J'ai laissé mes doigts parcourir mon corps une fois de plus, traçant le chemin de mon orgasme, et j'ai souri à la pensée de ce qui pourrait arriver ensuite. Cela risquait d’être un été vraiment méchant.

Alors que le soleil commençait à se coucher, je me suis levé de la piscine, l'eau ruisselant sur mon corps, et je me suis dirigé vers le patio.

Je pouvais sentir les yeux de David sur moi, son regard brûlant sur ma peau, et je ne pouvais m'empêcher de sourire à la pensée de ce qui allait arriver.

Je savais que ce n’était que le début et j’avais hâte de voir ce que l’avenir me réservait.

Je me suis détourné de la fenêtre, mes hanches se balançaient alors que je rentrais dans la maison.
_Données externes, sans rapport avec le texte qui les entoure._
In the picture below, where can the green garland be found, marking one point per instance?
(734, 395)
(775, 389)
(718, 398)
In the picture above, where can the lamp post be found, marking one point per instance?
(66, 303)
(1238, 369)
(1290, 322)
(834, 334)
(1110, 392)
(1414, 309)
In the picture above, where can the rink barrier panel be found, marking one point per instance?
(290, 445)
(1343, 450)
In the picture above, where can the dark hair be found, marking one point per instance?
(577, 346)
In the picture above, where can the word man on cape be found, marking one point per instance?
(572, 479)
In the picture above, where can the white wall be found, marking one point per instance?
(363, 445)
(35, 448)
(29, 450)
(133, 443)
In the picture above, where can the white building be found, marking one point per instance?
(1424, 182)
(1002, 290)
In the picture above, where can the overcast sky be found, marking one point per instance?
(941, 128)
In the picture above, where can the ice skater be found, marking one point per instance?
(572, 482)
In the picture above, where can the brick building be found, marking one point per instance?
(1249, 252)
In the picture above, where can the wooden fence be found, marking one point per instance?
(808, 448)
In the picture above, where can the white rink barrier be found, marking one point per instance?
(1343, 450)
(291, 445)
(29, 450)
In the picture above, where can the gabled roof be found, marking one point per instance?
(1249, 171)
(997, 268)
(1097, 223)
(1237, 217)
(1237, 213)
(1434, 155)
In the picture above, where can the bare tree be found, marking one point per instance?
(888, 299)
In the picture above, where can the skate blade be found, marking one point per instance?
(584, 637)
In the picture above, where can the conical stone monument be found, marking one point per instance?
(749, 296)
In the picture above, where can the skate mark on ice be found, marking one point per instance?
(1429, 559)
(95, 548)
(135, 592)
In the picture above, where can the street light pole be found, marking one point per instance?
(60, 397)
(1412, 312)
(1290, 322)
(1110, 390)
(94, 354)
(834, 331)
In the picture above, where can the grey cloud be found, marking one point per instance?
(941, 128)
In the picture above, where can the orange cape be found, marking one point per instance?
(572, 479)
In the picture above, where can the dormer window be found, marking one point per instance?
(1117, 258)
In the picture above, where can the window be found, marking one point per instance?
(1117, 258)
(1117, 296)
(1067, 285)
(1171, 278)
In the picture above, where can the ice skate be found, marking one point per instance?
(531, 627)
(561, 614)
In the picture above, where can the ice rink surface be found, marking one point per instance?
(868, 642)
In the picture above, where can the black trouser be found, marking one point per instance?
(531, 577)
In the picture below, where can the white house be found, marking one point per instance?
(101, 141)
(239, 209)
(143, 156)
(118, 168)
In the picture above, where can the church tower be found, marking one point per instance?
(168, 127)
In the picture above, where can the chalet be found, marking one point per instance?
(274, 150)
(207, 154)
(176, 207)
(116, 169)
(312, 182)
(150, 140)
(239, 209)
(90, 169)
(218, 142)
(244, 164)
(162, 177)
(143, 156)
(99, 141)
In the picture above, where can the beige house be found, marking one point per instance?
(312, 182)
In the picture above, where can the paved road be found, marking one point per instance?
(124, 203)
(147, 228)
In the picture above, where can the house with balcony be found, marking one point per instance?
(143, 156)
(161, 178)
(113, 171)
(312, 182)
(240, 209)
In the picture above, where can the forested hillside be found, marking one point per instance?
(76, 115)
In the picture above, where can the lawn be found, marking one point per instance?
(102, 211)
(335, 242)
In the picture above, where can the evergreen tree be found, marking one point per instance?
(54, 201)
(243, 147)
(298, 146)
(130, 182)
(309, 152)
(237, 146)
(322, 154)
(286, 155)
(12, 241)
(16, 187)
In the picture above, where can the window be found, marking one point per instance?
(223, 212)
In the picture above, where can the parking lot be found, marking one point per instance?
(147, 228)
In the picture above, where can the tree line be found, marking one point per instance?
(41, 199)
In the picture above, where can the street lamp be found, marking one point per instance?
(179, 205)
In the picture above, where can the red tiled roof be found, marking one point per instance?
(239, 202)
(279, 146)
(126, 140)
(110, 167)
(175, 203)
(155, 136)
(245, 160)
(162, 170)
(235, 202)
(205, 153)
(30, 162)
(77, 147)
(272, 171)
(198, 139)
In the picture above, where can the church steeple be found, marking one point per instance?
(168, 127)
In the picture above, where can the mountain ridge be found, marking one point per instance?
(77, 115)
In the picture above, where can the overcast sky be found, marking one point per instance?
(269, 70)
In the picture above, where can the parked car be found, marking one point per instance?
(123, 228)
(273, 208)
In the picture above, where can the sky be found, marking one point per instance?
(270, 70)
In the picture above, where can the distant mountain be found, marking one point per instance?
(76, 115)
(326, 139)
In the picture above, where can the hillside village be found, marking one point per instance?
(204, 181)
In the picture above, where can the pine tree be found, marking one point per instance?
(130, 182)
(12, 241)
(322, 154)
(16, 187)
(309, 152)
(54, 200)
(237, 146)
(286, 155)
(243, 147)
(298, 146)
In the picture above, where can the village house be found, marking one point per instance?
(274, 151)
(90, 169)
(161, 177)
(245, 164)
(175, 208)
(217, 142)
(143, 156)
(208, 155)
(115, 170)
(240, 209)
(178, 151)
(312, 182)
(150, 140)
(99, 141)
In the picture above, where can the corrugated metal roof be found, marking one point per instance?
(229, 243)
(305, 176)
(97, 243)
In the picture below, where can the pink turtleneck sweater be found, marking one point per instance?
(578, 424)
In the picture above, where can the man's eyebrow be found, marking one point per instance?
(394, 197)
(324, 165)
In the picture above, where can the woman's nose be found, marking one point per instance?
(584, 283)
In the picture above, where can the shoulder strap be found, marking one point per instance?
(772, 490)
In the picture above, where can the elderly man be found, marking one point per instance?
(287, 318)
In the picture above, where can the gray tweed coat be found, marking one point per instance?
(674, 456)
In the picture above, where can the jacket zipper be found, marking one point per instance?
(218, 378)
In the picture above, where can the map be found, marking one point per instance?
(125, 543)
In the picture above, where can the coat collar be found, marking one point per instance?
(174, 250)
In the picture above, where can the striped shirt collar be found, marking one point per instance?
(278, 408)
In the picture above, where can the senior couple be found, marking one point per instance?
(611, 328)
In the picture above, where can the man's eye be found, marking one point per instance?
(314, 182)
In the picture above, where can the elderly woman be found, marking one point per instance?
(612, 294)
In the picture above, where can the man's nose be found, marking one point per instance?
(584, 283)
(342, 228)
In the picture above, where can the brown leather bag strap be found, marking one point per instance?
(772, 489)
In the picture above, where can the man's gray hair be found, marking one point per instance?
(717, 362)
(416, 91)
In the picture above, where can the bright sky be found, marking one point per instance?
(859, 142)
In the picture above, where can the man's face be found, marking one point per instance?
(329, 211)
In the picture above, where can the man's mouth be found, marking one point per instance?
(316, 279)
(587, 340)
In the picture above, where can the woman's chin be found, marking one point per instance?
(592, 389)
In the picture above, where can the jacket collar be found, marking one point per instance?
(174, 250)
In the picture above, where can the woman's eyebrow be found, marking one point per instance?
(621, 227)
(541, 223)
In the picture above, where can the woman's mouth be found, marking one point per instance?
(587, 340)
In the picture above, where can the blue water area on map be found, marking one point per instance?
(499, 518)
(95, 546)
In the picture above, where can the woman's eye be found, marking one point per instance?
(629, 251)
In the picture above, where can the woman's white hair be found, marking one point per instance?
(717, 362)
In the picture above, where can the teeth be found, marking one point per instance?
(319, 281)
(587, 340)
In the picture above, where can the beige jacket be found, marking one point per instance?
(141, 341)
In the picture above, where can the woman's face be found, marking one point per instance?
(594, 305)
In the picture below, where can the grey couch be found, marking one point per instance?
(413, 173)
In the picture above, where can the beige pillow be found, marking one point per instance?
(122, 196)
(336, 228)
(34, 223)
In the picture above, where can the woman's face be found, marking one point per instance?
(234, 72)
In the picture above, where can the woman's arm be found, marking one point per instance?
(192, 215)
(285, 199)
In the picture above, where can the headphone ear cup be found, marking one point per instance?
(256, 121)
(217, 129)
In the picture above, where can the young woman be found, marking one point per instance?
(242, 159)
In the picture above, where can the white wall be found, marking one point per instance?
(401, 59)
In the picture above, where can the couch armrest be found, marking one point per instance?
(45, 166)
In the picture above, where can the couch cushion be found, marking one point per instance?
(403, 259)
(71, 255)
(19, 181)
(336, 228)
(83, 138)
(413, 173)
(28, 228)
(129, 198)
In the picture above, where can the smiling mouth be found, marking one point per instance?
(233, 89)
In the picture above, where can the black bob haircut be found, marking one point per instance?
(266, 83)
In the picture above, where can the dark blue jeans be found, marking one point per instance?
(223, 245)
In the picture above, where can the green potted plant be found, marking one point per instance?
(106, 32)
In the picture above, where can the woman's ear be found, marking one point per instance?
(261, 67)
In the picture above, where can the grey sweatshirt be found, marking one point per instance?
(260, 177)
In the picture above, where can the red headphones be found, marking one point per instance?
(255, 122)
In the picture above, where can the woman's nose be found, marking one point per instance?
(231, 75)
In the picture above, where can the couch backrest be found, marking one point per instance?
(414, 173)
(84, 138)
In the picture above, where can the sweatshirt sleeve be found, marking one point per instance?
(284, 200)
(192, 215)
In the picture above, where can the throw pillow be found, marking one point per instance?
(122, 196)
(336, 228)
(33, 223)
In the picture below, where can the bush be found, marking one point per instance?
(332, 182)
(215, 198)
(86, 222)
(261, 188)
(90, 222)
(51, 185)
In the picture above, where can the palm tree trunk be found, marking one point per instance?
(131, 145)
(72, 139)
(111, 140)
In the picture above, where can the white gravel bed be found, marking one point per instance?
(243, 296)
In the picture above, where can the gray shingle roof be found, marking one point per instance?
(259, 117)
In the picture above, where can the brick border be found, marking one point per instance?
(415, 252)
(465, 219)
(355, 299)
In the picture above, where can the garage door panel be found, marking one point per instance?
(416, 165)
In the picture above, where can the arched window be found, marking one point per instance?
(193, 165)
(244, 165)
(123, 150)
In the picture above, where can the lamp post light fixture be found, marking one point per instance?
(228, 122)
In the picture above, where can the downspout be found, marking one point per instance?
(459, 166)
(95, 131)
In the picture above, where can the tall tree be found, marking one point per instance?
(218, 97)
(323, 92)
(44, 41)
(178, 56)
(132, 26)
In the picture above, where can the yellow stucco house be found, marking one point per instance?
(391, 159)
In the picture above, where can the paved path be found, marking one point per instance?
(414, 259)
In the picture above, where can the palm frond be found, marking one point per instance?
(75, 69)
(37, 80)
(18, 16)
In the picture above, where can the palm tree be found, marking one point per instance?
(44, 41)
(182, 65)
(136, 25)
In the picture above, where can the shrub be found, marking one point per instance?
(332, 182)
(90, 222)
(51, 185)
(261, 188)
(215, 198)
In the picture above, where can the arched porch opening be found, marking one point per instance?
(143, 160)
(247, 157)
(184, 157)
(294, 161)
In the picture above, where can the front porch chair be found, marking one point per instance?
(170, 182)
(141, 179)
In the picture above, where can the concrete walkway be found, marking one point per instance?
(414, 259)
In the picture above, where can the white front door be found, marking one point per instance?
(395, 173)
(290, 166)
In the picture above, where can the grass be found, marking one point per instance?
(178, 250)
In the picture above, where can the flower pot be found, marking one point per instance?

Le petit triangle de mon bikini ne cache rien de mes fesses et, espérons-le, lui donne de quoi fantasmer ce soir.

J'avais hâte de voir ce que l'avenir me réservait et je savais que je n'oublierais jamais le jour où j'avais rendu David fou de désir.

Alors que je fermais la porte derrière moi, je ne pus m'empêcher de rire doucement.

Je ne m'étais jamais senti aussi puissant, aussi en contrôle, et je savais que j'avais trouvé quelque chose que je n'oublierais jamais.

J'avais découvert un secret, un désir interdit, et je savais que je ne le lâcherais jamais.

J'étais Mme Garcia et j'étais une femme qui savait ce qu'elle voulait.

Et je voulais David.

— David —

PUTAIN.

Si c’est ce à quoi je peux m’attendre pour le reste de l’été, je vais passer beaucoup de temps à la maison.